Silence. What happens when we try to be silent? Usually a hundred different voices start clamouring in our head. Many of those voices are coming from aspects of ourselves we ignore or don’t acknowledge or are ashamed of. We would rather be like someone else than accept the truth of who we really are. Basically, we are giving God a slap in the face and saying, ‘When you created me you didn’t do a good enough job!’ If, in the silence we can listen carefully to some of those voices, and begin to recognise and accept the truth of who we are – we will be in business. The Bible has the image of clay in the hands of the potter. God, the potter, hasn’t finished with us yet. We are more like the lump of clay. As long as we pretend to be a beautiful vase, the courteous potter can’t do much with us – but if we can accept the truth of who we are, God can work wonders.
Then obedience – the command to love one another. To love one another as we really are. The fact is that we can only accept the truth of someone else in as much as we can accept the truth of who we are ourselves. Otherwise we will always be disappointed, because the other will never match up with what we think they ought to be.
Mary was puzzled at the Annunciation: ‘How can these things be?’ We, too, will often ask the same question. Often it will be more like looking at the reverse side of a piece of complex embroidery – all we see is a tangle of coloured threads and it’s impossible to make out the design on the front! We simply have to accept that God knows what he is doing when he brings us together.
The Australian monk, Michael Casey, has a lovely passage in his book “Strangers to the City”. It applies to us all, but perhaps it could be particularly poignant for the members of the members of the Holywell Community as they begin a new year.
He writes: “the cloistral paradise is still in the stage of becoming. But it is conformity to the image of heaven that is the goal of the community’s corporate journey. … The primary characteristic both of the ultimate expression of the ideal and its imperfect realisation here on earth is mercy. An earthly community approaches perfection in so far as it is a living expression of mercy, forgiveness, toleration, compassion, reconciliation. To implement these qualities there must be those who need to be endured, tolerated, forgiven, reconciled. By the grace of God our communities abound in such persons. Without them we would have no hope of becoming more heaven-like.”
For all of us there are moments when we are exasperated by others. It is in those moments when we are feeling driven to distraction by someone that we need to remember that this may well be the Potter trying to do his work on us.

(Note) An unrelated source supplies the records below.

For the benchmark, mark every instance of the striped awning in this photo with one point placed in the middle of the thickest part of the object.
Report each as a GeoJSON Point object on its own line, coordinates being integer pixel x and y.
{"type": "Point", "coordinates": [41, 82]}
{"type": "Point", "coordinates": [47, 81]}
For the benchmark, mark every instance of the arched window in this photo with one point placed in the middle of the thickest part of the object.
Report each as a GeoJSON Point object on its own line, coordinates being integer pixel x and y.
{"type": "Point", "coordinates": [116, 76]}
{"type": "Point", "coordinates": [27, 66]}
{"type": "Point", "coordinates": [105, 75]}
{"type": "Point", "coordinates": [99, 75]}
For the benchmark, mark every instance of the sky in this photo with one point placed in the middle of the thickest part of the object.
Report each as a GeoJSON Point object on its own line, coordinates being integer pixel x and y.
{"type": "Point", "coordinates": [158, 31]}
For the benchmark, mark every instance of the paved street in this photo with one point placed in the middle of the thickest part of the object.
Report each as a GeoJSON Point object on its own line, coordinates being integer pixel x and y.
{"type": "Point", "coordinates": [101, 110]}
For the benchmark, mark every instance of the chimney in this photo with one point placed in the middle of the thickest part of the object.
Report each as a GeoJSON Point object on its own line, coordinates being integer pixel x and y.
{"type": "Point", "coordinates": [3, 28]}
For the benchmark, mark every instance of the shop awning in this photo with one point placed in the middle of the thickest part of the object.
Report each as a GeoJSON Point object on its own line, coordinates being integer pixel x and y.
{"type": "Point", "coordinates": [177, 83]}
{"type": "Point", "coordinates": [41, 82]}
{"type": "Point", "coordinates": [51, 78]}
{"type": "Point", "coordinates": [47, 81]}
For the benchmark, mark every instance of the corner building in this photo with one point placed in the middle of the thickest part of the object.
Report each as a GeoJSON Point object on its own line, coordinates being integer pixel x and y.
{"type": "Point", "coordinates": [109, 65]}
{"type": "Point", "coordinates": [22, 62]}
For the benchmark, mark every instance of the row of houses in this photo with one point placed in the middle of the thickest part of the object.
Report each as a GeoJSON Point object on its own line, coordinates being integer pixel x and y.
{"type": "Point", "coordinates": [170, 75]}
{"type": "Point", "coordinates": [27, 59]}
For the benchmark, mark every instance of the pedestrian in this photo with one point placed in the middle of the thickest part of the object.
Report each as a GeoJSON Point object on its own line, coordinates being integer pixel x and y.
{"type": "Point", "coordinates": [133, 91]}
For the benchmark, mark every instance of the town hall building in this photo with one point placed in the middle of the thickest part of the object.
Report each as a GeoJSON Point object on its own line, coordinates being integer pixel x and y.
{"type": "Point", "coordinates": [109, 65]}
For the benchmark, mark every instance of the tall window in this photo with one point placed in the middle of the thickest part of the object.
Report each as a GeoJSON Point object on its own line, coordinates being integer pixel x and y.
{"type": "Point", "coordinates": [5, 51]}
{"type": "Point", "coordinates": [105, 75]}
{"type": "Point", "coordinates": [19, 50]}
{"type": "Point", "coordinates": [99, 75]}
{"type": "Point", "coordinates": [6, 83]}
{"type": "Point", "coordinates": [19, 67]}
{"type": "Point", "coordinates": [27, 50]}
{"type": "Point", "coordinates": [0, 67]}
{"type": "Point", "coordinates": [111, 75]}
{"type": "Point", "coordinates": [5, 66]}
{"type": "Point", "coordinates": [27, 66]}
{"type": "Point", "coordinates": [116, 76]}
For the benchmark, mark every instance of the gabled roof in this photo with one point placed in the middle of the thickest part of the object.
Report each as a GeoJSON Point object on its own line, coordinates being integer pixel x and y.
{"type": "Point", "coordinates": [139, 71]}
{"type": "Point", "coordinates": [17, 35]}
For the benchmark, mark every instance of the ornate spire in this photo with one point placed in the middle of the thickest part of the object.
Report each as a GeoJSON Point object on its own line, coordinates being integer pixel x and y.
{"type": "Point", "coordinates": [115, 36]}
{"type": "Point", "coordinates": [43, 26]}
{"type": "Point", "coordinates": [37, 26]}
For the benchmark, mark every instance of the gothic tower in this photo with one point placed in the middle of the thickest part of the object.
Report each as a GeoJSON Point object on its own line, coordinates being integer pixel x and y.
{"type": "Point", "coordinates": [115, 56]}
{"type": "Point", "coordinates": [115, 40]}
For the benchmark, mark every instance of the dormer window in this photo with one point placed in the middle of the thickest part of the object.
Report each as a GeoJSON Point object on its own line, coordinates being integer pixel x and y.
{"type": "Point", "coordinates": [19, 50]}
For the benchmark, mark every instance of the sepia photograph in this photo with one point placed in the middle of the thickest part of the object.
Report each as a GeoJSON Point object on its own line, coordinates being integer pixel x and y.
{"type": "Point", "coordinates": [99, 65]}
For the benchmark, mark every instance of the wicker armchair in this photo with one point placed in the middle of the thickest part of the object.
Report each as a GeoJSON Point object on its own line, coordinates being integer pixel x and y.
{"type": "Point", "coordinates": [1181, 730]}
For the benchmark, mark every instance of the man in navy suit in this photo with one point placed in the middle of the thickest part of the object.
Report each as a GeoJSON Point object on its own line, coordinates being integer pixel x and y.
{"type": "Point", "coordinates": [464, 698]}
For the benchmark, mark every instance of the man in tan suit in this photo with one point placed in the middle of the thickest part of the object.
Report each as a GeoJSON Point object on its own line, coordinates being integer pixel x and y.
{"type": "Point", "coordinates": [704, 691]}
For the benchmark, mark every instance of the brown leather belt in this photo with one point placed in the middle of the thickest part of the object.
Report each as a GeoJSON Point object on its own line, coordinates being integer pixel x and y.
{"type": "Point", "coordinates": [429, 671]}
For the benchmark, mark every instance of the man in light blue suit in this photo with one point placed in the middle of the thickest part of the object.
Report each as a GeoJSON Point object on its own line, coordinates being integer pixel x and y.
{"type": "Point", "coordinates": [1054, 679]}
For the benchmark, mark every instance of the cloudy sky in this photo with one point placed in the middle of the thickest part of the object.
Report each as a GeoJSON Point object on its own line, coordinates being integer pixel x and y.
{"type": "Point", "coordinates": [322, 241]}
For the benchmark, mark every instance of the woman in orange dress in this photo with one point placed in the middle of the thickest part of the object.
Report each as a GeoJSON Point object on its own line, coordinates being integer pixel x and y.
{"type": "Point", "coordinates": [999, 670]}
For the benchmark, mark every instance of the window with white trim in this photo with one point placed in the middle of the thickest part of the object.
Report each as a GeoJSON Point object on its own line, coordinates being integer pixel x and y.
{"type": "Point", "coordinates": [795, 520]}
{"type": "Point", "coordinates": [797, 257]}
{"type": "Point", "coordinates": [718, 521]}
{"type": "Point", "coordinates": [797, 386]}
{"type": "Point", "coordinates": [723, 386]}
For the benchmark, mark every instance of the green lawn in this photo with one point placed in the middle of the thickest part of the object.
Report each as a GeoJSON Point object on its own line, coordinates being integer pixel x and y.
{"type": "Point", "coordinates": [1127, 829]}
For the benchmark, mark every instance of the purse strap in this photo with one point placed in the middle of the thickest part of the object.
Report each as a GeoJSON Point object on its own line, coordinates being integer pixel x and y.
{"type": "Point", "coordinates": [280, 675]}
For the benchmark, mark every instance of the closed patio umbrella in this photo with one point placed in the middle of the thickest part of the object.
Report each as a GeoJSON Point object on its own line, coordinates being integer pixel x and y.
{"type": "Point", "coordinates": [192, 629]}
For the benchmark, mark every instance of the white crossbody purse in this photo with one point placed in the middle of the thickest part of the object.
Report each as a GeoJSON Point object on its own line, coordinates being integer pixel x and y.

It is good to try to remember St Benedict’s advice: “Listen. Listen carefully, with the ear of your heart.” This person is here as God’s gift to me in the journey to wholeness. “Lord, help me to calm down and love you in this sister or brother.” And later, in a moment of quiet, ponder these things in your heart as Mary did, and receive the gift.
AND because we are all part of the same Mystical Body, the whole body will be enriched and strengthened. So, let’s give thanks for each other and continue to pray for each other, and especially today for Br Josh, Br Sebastian, and Br Nicolas and for Nathaniel as he prepares to come to join the Community in the New Year…and we pray for Fr Mark and Fr Tom and the community’s associates, and for Archbishop John and all the responsibilities he shoulders. God bless you all.